Carole avait déjà quitté mon lit avant que je ne me réveille. Je ne l'ai pas entendu se lever, s'habiller et partir. Une nouvelle grasse matinée à mettre sur mon compte. Dans un coin de la pièce, elle a laissé une partie de ses affaires. Je n'avais pas tout à fait prévu de la voir emménager si vite.
J'ai sauté le petit déjeuner et j'ai rejoint Alexis pour l'inventaire du jour. Seulement pour me rendre compte qu'il avait déjà terminé. Il y a des jours où l'on se demande vraiment à quoi on sert. Il m'a lancé un sourire on ne peut plus explicite en me voyant arriver, le sourire qui veut dire "alors ?". Tout le monde est déjà au courant pour Carole et moi. Les nouvelles circulent vite. Comment pourrait-il en être autrement après tout ? Je lui ai lancé un "sans commentaires" tout aussi explicite ce qui a suffi, à ma grande surprise, à le faire taire.
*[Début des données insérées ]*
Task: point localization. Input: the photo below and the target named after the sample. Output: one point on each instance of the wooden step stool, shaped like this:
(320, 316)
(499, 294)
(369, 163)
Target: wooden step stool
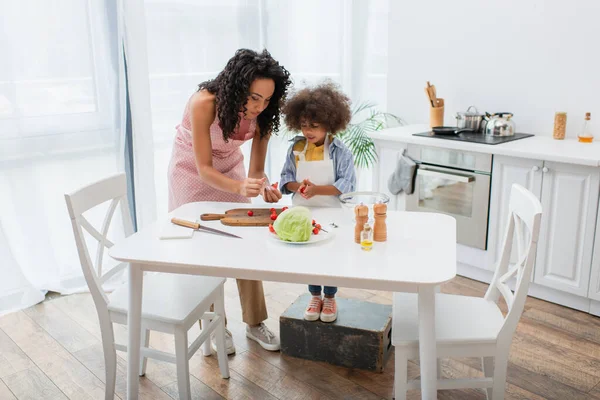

C'est alors qu'une gigantesque détonation a secoué tout le camp. Une détonation suivi de cris et de jubilations. Les bazookas, évidemment. Les distractions ne sont pas vraiment légions pour les soldats et la tentation de tester leurs nouveaux joujous était trop forte. Alexis, Kader et Jonathan sur mes talons, je me suis précipité sur le chemin de ronde pour voir le résultat. Un grand trou carbonisé avec des bouts de zombies un peu partout. Joli carton. Voyant qu'ils avaient désormais un public, les soldats ont remis le couvert, visant une épave de voiture et les trois zombies rôdant autour. Un "woooosh !". Un "KABOUM !". Un deuxième carton. En explosant, la voiture a projeté un paquet de débris. L'une des portières est même venue s'écraser sur un zombie projeté au sol par l'explosion. De là où je viens, on appelle ça un combo !
Puis le capitaine Thibault est arrivé et a sonné la fin de la récréation.
Nous avons rigolé comme des ados pendant tout le repas de midi, décortiquant l'explosion, le plaisir d'avoir vu ces zombies mordre la poussière, déchiquetés. C'est un plaisir que je partage. Peu importe que ces créatures ait autrefois été des gens, des êtres vivants avec des rêves et tout le tralala. C'est fini aujourd'hui. En un sens, Verney n'a pas tort. Nous sommes en guerre contre eux. Question de territoire, question de survie. On peut débattre moralité si on veut, mais à quoi bon ? Les zombies ne sont plus des humains. Il n'y a pas de traité de Genève à brandir dans notre situation. En renvoyer le maximum ad patrès, c'est une bonne chose. En retirer de la satisfaction, voire du plaisir, c'est un bonus. Nous avons tous vu un membre de notre famille ou un ami dévoré ou contaminé. La vengeance est justifiée, non ?
L'idée d'un enclos à bétail a fait son chemin. Babacar et Frédéric (qui a abandonné sa bibliothèque, au moins temporairement) ont passé l'après-midi à plancher dessus. Ils ont tracé un carré au sol et ont planté des piquets.
J'ai remarqué que le petit Mohammed passe beaucoup de temps sur la tombe de son grand-père. Sa soeur est venu le chercher pour jouer, mais il l'a ignoré. Dans son regard, ce n'est déjà plus un enfant.
Les vieux frères Bonnal m'ont filé de quoi me confectionner trois bons gros joints. Le tarif ? Trois magazines cochons que je me trimballais depuis Paris. Je me disais bien que, en cas de troc, ils auraient de la valeur. Ne jamais sous-estimer le pouvoir que des photos de femmes nues peuvent avoir sur des célibataires endurcis, quel que soit l'âge des dits célibataires.
Après le souper, Carole est venue me rejoindre sous la douche. On a pas beaucoup parlé. J'ignore où ça va nous mener, mais pour l'instant c'est agréable, pour moi comme pour elle je suppose. C'est difficile de l'admettre pour moi, mais ça me rend toute cette situation plus ... supportable.
Elle s'est endormie à côté de moi et elle s'est mise à ronfler. Marrant. Les ronflements me poursuivent où que j'aille. Il va falloir que nous prenions nos précautions. Hors de question que je la mette en cloque. C'est pas le bon moment.